Abstract
Remodeling of the extracellular matrix (ECM) is pivotal for various biological processes, including organ morphology and development. The Caenorhabditis elegans male tail has male-specific copulatory organs, the rays and the fan. Ray morphogenesis, which involves a rapid remodeling of the ECM, is an important model of morphogenesis, although its mechanism is poorly understood. ADAMTS (a disintegrin-like and metalloproteinase with thrombospondin type I motifs) is a novel metalloproteinase family that is thought to be an important regulator for ECM remodeling during development and pathological states. We report here that a new C. elegans ADAMTS family gene, adt-1, plays an important regulatory role in ray morphogenesis.
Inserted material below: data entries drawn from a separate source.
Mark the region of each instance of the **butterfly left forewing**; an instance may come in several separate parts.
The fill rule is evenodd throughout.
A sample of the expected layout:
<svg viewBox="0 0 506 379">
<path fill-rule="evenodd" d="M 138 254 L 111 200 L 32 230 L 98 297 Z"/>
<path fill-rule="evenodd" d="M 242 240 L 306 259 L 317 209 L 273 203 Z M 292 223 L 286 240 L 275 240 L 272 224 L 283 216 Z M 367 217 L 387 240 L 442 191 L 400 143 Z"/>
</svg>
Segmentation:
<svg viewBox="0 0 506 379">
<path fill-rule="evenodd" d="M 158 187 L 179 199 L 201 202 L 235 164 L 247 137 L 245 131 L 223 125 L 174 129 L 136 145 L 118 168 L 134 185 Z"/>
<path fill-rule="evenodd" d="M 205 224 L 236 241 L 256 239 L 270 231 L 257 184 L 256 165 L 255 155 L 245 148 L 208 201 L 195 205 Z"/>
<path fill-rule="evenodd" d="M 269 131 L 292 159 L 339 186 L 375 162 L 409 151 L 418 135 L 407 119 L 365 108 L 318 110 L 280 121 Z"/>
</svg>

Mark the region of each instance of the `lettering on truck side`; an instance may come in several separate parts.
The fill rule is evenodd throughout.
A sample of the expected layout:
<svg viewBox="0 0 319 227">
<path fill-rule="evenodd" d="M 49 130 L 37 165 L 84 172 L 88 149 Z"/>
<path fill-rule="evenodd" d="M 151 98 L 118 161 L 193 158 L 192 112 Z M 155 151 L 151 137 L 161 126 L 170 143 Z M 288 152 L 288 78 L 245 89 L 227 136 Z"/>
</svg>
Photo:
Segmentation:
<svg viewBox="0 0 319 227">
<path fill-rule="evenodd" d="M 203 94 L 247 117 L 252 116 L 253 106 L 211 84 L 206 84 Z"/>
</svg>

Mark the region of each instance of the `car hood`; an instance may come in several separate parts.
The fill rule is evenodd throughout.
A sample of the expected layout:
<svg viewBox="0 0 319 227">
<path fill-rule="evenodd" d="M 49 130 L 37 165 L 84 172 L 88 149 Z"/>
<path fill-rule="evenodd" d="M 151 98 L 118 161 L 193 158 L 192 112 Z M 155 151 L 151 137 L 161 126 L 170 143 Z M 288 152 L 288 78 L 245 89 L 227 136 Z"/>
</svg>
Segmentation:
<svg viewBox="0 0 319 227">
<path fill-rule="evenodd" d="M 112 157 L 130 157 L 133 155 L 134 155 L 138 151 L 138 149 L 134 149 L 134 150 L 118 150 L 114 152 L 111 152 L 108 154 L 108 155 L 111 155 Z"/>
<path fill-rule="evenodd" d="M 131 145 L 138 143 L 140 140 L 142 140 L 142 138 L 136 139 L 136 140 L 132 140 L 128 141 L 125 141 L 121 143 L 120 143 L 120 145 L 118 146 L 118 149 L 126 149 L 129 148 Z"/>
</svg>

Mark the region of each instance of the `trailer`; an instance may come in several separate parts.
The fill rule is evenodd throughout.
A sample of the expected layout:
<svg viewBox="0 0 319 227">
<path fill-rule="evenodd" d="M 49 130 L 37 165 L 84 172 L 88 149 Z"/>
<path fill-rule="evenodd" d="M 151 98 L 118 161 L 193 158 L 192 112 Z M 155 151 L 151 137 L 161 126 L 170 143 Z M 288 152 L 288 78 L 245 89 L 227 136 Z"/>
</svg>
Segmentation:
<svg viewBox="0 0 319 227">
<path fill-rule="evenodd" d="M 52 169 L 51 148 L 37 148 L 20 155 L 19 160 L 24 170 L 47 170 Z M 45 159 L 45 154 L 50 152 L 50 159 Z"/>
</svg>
Inactivation of the adt-1 gene resulted in morphological changes in the rays as well as the appearance of abnormal protuberances around the rays. In addition, mating ability was remarkably impaired in adt-1 deletion mutant males. Furthermore, we found that the green fluorescent protein reporter driven by the adt-1 promoter was specifically expressed throughout the rays in the male tail. We hypothesize that ADT-1 controls the ray extension process via remodeling of the ECM in the cuticle.
Highlights
ADAM1 is a family of genes with structural homology to snake metalloproteinases and disintegrins [1,2,3]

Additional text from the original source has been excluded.